Liza had returned with a wooden canteen. ‘I don’t know how good the water is,’ she told Sly. ‘They were holding it in a rain barrel back there.’

‘Any water’s good water when you have none,’ Sly said. He had ridden the desert too long to underrate its value. If it was a little brackish, too bad, but it was better than feeling your tissues slowly dry up, your tongue cleave to your palate, your throat grow constricted, your lips parch and split.

He did not think that he would have to travel far on that canteen. Jay Champion was also a veteran desert raider and he certainly would not leave the seep without full water-bags. Sly only had to get on to the trail to meet him. There was only the one way out of Hangtown. A few miles down the road the trail forked. The southern route led to Tucson, where they would most definitely not be heading since they still held the bank’s money. The other angled westward, in the direction, he believed, of a patchwork settlement called Arroyo Verde. Although neither Sly nor Jay had ever ridden that way, that would be the direction he would take. Jay would be along. Champion was his friend and would never cross Virgil Sly. And. …

Sly was the last man in the world he would wish to make an enemy of.

‘Let’s have at it, girl,’ Sly said, slinging the canteen over his shoulder.

Clambering aboard in the sweltering heat Liza clasped her hands together between her knees, wishing for Wage Carson’s rescue even as she prayed that he would not come. Sly would gun Wage down as soon as he saw the glint of the marshal’s badge Wage Carson wore. Fearful though she was, Liza was nearly convinced that Sly would let her go once he had reached the safety of the long desert. After all, what further use did he have for her?

Sly slapped the reins against the glistening flanks of the matched black horses and the surrey lurched into motion.

The moment he heard the horses start, Gus leaped from the rear of the Conestoga and in a staggering run, made his way across the street toward the marshal’s office. He was not a coward, he told himself. There was nothing at all he could have done to stop Virgil Sly. But he was not going to let the badman make off with Liza, sweet young woman that she was. Gus was very fond of the girl. There was no telling what a man like Sly might decide to do to her, given the time to consider the possibilities. There was little that was beneath Virgil Sly. Gus had seen his kind before.

Wage Carson had been explaining to Josh Banks, ‘I chased him into the alley in back of the stable, but he just vanished. I decided to come back and check on you. I saw Sly firing at you, saw you take a tumble.’

‘His lead didn’t touch me,’ Josh said. ‘But it was damned close.’

‘Where do you think …?’

Wage looked around as Gus, panting with the exertion and the hot thin air of the day, burst into the marshal’s office. Josh Banks rose from his desk, his weathered face drawn down with concern.

‘What is it, Gus?’ Josh asked.

‘Liza,’ Gus gasped, leaning against the wall, holding his tortured chest. ‘Sly’s got her.’

‘Got her?’ Wage Carson said with cold fury. ‘Where?
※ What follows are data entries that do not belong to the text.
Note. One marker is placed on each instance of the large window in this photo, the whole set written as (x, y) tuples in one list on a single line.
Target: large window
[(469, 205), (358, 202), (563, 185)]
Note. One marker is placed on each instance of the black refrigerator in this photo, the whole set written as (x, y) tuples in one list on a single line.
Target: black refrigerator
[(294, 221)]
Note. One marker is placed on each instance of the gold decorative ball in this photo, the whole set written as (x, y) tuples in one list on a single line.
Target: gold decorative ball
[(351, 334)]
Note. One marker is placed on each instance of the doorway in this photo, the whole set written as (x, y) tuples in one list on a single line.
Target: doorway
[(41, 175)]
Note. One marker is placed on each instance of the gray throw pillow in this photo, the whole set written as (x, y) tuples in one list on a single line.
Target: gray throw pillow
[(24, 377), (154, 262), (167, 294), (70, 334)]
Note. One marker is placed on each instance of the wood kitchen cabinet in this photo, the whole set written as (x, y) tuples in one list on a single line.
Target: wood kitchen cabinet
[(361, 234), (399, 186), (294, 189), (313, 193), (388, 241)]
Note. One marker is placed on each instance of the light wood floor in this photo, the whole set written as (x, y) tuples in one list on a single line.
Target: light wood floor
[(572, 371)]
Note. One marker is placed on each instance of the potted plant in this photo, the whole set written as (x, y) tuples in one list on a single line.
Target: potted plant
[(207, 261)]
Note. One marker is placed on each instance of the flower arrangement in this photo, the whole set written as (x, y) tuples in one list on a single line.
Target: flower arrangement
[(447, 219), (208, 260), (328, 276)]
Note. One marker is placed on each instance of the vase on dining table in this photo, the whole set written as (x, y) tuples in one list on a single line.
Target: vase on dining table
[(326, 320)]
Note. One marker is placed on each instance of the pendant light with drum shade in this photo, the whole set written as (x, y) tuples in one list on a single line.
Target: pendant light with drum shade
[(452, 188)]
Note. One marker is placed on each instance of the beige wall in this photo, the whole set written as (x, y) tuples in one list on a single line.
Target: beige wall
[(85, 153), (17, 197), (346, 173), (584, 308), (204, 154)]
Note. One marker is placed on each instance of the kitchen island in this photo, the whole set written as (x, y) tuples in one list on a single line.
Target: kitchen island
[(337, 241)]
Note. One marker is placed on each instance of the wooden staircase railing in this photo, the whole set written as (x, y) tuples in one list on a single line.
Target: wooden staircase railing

What do you mean?’ For a moment Gus thought the brawny young marshal was going to hurl himself upon him. There was a fierceness in Wage’s eyes he had never seen before.

‘Sly made his way back to the stable. He’s breaking for open desert in Cora’s surrey, and he’s got Liza with him as a hostage.’

‘How did …?’ Josh began and then realized it was not the time for questions. Wage was already nearly to the door, snatching up his hat and rifle in passing. ‘Wage!’ Josh said in a nearly pleading tone. ‘Be careful.’

Wage paused briefly at the open doorway to glare back at them. ‘Save that advice for Virgil Sly. He had damned well better be careful, because if any harm comes to Liza I’ll track him till I drop, if it takes following him to hell.’